BACKGROUND AND AIMS
In 2020, three somatic mutations in the X-linked gene UBA1, coding for an essential ubiquitin activating enzyme, were reported to cause VEXAS syndrome, a novel haemato-inflammatory disease that manifests with both cytopenias and autoinflammation.1 The mutations alter the start codon (M41) of the cytoplasmic isoform of UBA1, resulting in the cytoplasmic-only loss of function of UBA1. Approximately 50% of patients with VEXAS develop myelodysplastic syndrome (MDS), but interestingly progression to acute myeloid leukaemia (AML) is extremely rare. The speculated protective mechanisms of UBA1 mutations from malignant transformation intrigued the authors to retrospectively analyse the whole genome data from more than 4,000 patients diagnosed with various haematological malignancies (HM), which revealed 16 putative somatic non-M41 UBA1 variants.2 Most of the novel mutations surrounded either adenosine triphosphate-contacting, ubiquitin-contacting, or interdomain-interacting residues, which are considered to affect both the nuclear and cytoplasmic isoforms of UBA1. Surprisingly, secondary AML progression was not rare in patients harbouring the novel non-M41 UBA1 variants. Literature indicates involvement of UBA1 in DNA damage repair,3 which suggested mutations impairing UBA1 nuclear isoform may be more malignant than M41 variants.
MATERIALS AND METHODS
To further understand this difference, Munich Leukemia Laboratory (MLL), Germany, introduced the entire coding sequence of UBA1 in the gene panel for 9,771 samples sent for diagnostic testing. The somatic state of the variants were assigned based on the variant allele frequency as previously described,2 and the variants were further classified into priority variants, if they had been previously detected in symptomatic patients2,4,5 and surrounded the functional residues.6 All other variants were classified as variants of uncertain significance (VUS).

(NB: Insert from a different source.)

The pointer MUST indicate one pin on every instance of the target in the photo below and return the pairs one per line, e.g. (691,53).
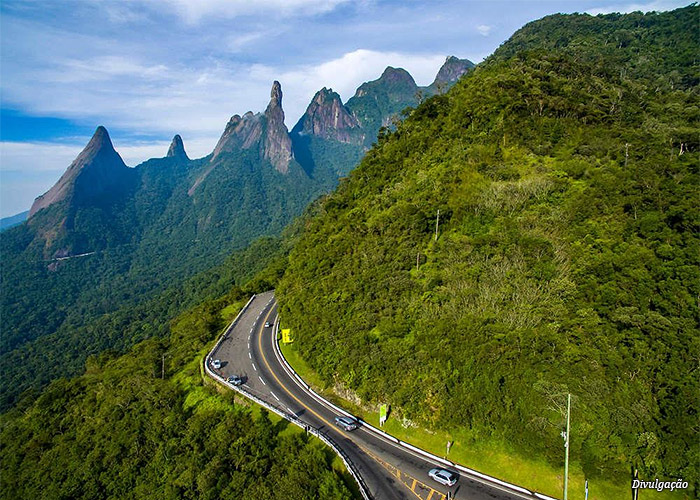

In this new screen, the authors detected 28 UBA1 variants in 42 patients (Figure 1). M41 variants were detected in 21 patients, non-M41 priority variants in seven patients, and non-M41 VUS in 15 patients (nine males; six females), including five patients with multiple mutations. All priority variants were detected in male patients.
Concerning diagnosis, M41 variants were detected only in patients diagnosed with MDS (N=6) or with suspected MDS (N=14), with one multiple myeloma exception. In contrast, the priority variants were again detected in patients diagnosed with more aggressive HMs (two MDS; one chronic myelomonocytic leukaemia; one myeloproliferative neoplasm; one AML; and two myeloid neoplasms post cytotoxic therapy), three of whom showed more than 10% blasts. The non-M41 VUS also received diverse diagnoses. The patients carrying the M41 variants infrequently carried co-mutations (29%) or cytogenetic aberrations (5%), whereas the male non-M41 variants often harboured co-mutations (67%) and cytogenetic aberrations (33%).
Presence of inflammatory symptoms was not required to be included in the screening, but records of inflammatory symptoms were communicated for nine out of 21 patients harbouring M41 variants. Two out of 7 patients carrying priority variants had cutaneous vasculitis, and one patient carrying a VUS (L59Q) was suspected to have sweet syndrome.
In summary, the ongoing large-scale screen of non-M41 variants in patients suspected of HMs continues to detect both recurrent and novel non-M41 variants. The patients harbouring non-M41 variants are rare but may be more malignant, and functional validation would contribute to clarifying the role of UBA1 in haematology and its prognostic significance.